The train moved slowly along the eight hundred
miles of track from Georgia, Franklin’s body

in the last car, I, alone, in a Pullman,
exhausted, yet keyed up thinking of all

I had to do in the next days. And there,
through a day and night and into the next,

at every small crossroads or town, along
the streets of cities, or in clusters at the edge

of fields, people waited beside the tracks to pay
tribute to Franklin. Men took off hats, held

them to their chests, bowed their heads; others
stood with arms around the shoulders of wife

or mother, the women weeping, the men weeping.
Once I glimpsed four Negro women in a cotton

field fall to their knees in prayer. Hymns floated
through the windows because church choirs, waiting

trackside, sung Rock of Ages or Abide With Me,
the voices swelling when they saw my face.

I wept at such a tide of sorrow. When night
fell, we darkened the cars and lit only

the President’s so his catafalque, draped
in the flag, could be seen for miles. Wrapped

in blankets, parents held their children high
so one day they might remember they had seen

the train that carried Roosevelt home. I moved
outside of myself then and entered the pageant

of the public mourner. Caught up in this
tempest of grief, lost somewhere deep down

inside myself, I felt surprised, nonetheless,
by this great outpouring. I knew the man

in his weaknesses and shortcomings, his
failings as a father, husband, friend. He had

betrayed me yet again, so I learned within
minutes of arriving at Warm Springs, for his

cousin, Laura Delano, told me Lucy Mercer
Rutherfurd was with him when his cerebral

hemorrhage struck. She had dined at The White
House several times that year, their meetings

arranged and “covered” by our daughter.
Franklin promised me, on condition I not

divorce him, he would never see her again.
My awful failing is not forgetting a hurt,

rarely forgiving one. Who was I if not his
unwanted, if respected, nemesis,

his hair shirt, his harasser, waving my
moral standard with nary a smile or

cheerful word? Franklin, this action must
be taken. This congressman placated. This

reform pursued.
I could never relax, never
enjoy, completely, his bonhomie, his

sparkle. Had I become such a cynic? So
disillusioned by love, I assumed others

felt as I did? That columnist—who was he?—
O’Donnell?—who wrote: Franklin’s problem

with Eleanor is she’s too ethical for him.

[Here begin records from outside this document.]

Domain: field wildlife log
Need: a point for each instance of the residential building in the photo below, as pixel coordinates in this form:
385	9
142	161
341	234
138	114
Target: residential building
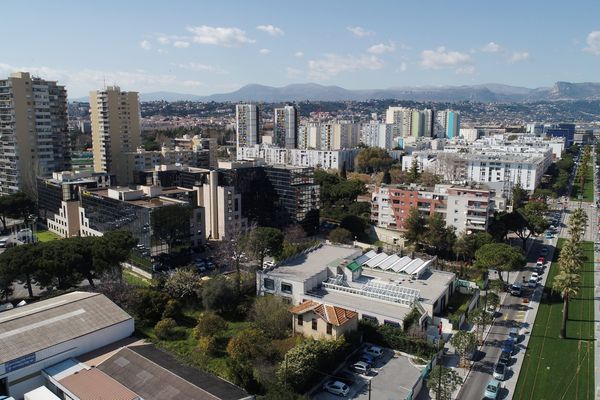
321	321
115	117
247	119
467	209
58	199
448	123
144	211
378	287
285	127
34	131
47	332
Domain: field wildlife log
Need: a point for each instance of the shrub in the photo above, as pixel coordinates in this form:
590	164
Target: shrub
271	315
209	324
389	336
165	329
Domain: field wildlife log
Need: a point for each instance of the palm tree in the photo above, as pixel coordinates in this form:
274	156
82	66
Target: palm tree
571	257
567	284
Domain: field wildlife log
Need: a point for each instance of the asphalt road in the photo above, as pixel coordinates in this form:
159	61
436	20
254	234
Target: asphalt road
512	314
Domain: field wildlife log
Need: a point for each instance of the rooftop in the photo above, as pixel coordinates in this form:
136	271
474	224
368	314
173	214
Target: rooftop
306	265
156	375
92	384
38	326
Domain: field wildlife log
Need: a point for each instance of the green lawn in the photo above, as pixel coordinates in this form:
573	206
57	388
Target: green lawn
588	187
46	236
554	368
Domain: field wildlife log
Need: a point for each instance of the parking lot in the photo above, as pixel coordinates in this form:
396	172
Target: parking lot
392	376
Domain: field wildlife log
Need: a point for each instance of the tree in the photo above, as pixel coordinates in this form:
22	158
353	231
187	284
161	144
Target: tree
218	295
15	205
387	177
264	241
443	381
248	345
414	228
183	284
465	343
499	256
171	224
413	172
480	318
271	315
209	324
567	284
340	235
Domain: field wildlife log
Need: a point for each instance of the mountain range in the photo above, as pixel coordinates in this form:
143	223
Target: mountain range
491	92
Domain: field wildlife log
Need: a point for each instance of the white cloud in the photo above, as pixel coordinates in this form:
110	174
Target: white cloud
192	66
271	30
442	58
219	36
593	43
294	73
333	64
381	48
359	31
146	45
491	47
518	56
182	44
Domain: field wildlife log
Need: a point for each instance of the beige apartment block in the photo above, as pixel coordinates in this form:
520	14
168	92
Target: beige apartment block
115	117
33	130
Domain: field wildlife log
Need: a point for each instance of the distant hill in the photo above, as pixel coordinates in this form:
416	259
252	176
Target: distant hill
491	92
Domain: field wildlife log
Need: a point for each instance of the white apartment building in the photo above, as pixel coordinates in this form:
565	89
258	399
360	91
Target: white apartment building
115	117
285	127
326	159
247	120
34	131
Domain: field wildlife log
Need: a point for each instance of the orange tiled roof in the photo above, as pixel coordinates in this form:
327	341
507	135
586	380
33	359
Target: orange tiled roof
334	315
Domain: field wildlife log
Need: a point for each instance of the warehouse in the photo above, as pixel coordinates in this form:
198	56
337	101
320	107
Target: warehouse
39	335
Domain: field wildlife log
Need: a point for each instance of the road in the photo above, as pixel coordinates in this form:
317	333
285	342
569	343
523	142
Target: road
513	313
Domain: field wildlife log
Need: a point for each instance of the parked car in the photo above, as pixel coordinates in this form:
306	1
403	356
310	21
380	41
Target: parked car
492	389
515	289
374	351
505	357
361	367
337	388
500	371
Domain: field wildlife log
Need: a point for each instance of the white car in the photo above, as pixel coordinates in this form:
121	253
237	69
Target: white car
374	351
336	387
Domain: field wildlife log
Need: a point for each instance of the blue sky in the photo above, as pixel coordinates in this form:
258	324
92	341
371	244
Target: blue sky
205	47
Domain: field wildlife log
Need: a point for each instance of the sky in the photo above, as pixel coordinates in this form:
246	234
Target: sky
206	47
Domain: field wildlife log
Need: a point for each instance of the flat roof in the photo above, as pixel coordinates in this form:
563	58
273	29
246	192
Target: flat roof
156	375
305	265
93	384
38	326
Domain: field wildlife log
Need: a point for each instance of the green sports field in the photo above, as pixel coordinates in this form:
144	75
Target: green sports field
561	369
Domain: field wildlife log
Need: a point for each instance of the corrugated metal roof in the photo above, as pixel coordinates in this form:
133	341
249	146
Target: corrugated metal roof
34	327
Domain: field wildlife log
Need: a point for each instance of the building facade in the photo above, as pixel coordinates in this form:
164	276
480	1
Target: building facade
34	131
115	117
285	127
247	123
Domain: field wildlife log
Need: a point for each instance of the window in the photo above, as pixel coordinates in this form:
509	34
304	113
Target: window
269	284
286	288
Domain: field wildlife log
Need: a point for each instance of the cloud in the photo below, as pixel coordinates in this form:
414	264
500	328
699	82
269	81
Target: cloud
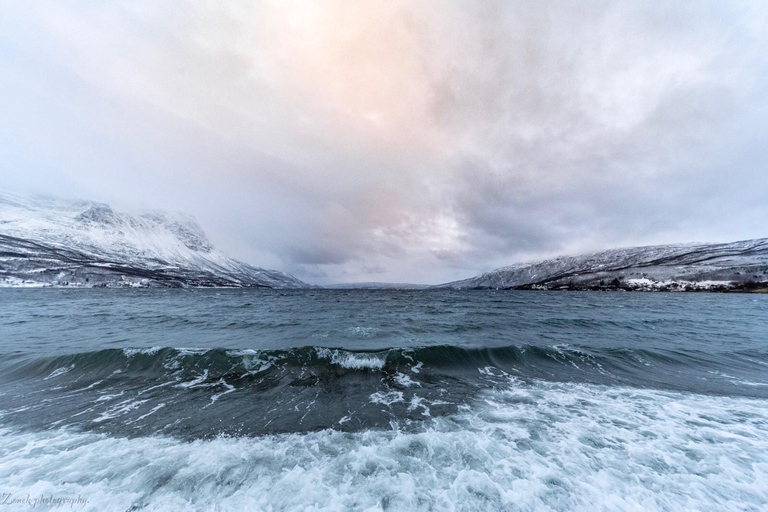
400	141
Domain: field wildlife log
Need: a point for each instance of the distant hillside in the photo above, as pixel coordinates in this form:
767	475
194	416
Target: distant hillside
736	266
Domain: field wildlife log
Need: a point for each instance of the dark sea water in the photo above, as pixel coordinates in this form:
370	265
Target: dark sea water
384	400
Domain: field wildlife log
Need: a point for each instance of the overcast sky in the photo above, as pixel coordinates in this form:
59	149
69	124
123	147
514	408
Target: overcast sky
414	141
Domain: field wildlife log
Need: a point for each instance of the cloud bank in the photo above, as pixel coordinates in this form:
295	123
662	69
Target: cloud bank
397	141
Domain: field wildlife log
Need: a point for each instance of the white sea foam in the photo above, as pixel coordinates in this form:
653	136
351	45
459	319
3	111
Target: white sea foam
130	352
352	360
59	371
562	447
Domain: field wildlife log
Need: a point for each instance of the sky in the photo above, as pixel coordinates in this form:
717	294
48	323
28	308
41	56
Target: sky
398	141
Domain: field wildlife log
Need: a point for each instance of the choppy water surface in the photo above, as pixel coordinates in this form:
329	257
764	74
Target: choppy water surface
384	400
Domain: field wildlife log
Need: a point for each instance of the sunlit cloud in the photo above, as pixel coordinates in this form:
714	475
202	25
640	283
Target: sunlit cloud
397	141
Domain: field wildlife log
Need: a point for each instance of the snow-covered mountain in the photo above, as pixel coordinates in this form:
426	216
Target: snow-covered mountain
47	241
736	266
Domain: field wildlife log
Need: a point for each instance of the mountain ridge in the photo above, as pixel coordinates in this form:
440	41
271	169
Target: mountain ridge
47	241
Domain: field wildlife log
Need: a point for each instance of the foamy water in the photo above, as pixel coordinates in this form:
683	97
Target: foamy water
417	402
544	447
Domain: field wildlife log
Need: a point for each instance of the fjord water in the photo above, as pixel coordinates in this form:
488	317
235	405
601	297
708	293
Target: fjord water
384	400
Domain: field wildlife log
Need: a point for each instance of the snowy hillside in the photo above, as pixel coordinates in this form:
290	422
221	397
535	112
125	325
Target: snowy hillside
45	241
738	266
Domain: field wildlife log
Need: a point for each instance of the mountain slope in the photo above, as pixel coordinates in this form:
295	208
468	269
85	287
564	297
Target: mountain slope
738	266
45	241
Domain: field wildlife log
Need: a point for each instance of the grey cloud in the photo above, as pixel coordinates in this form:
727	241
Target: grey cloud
400	141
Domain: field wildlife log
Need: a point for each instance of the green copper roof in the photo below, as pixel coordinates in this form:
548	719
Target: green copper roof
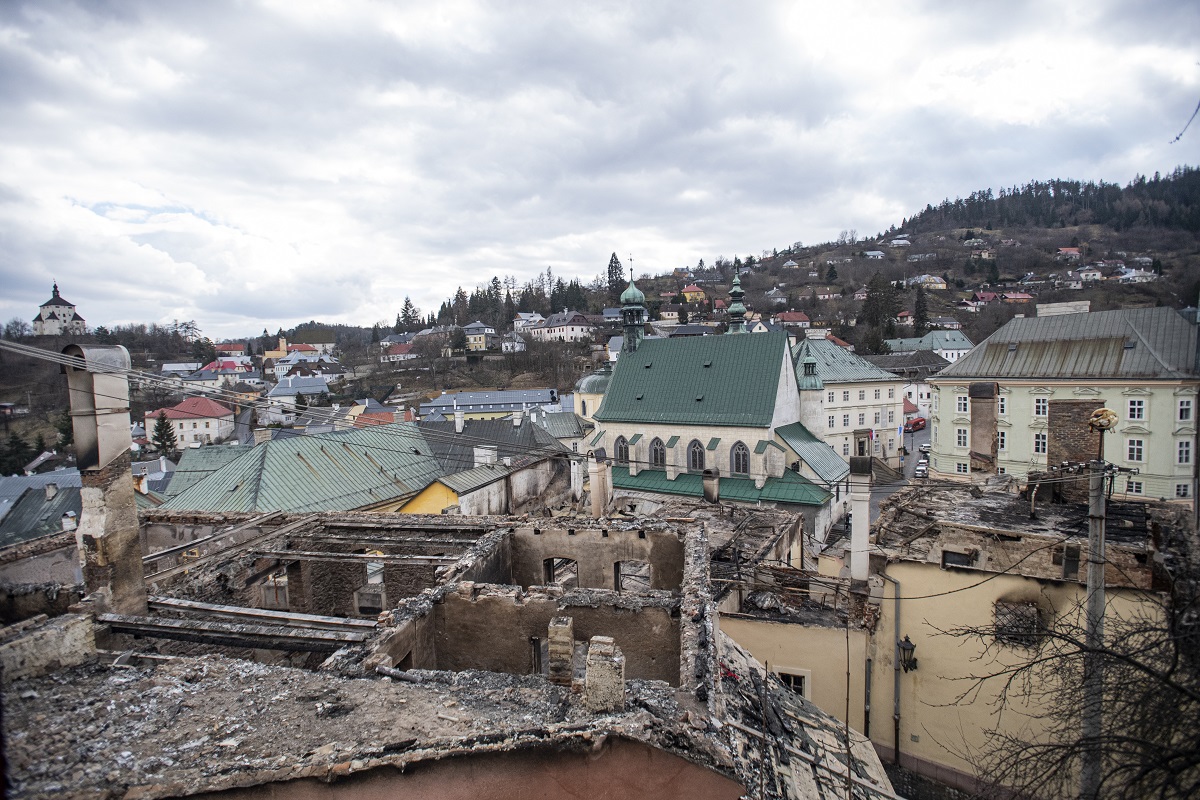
813	451
790	488
321	473
699	380
838	365
631	295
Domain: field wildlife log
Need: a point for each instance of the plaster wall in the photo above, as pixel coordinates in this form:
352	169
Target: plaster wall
597	551
613	769
492	630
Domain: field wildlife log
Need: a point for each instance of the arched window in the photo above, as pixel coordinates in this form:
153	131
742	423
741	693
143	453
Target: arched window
739	459
658	453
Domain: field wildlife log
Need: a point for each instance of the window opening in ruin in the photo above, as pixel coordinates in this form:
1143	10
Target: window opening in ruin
658	453
1068	558
564	572
375	570
1018	624
793	681
631	576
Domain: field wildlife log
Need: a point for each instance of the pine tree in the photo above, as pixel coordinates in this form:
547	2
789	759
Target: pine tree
616	278
163	437
921	313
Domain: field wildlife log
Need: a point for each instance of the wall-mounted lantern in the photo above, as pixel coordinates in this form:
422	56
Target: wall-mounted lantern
907	654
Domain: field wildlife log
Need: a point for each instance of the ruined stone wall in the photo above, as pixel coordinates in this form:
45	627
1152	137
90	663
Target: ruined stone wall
490	627
597	551
1068	439
1041	557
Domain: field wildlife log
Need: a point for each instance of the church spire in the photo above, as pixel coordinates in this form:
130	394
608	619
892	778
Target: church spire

To ethical, too driven, too demanding.

Uncompromising. That night I drew back
the window curtain of my berth and until

dawn watched those lining the tracks. Their bodies—
the very body of the nation—seemed to pass

through my recumbent form. Then I took in
the scope of what Franklin and I had begun

in those Groton woods, beside the Nashua
River, when we pledged ourselves to one

another forty-two years before. Ours was
a tender, passionate love—I was nineteen,

he, twenty-one, still at Harvard. Oh I took
back from him years ago my vulnerability,

sealed myself like a housewife seals her
preserves with paraffin. He had his

“second wife,” Missy LeHand, whose company
I never begrudged him. I had my loves, Earl,

Lenora, my life apart from his. There were five
children to live for, appearances to maintain—

our country, the Depression, war, the world’s
future—so what had become of that immense

passion? Surely it was here, in those men
and women weeping as if a saint had died

instead of a fragile, imperfect man,
a man ruled by desires and whims, a need

for subterfuge, flattery, a man of such
particular thoughtlessness, in certain regards,

he could stun me to disbelief, and yet
a lonely man, desperate for companionship,

who would flirt because he could not bear
solitude. All the while he had the people—

how beautiful their hands, their faces,
the reverence and dignity of their bearing.

As was not true with me, yet so with them—
in all the things that were of real, permanent

importance—he never let them down.
In the years to come, spoken in the thousands

of varied accents we Americans have,
causing my throat to clutch, my tears to rise—

hundreds upon hundreds would say to me—
“Mrs. Roosevelt, I loved your husband.”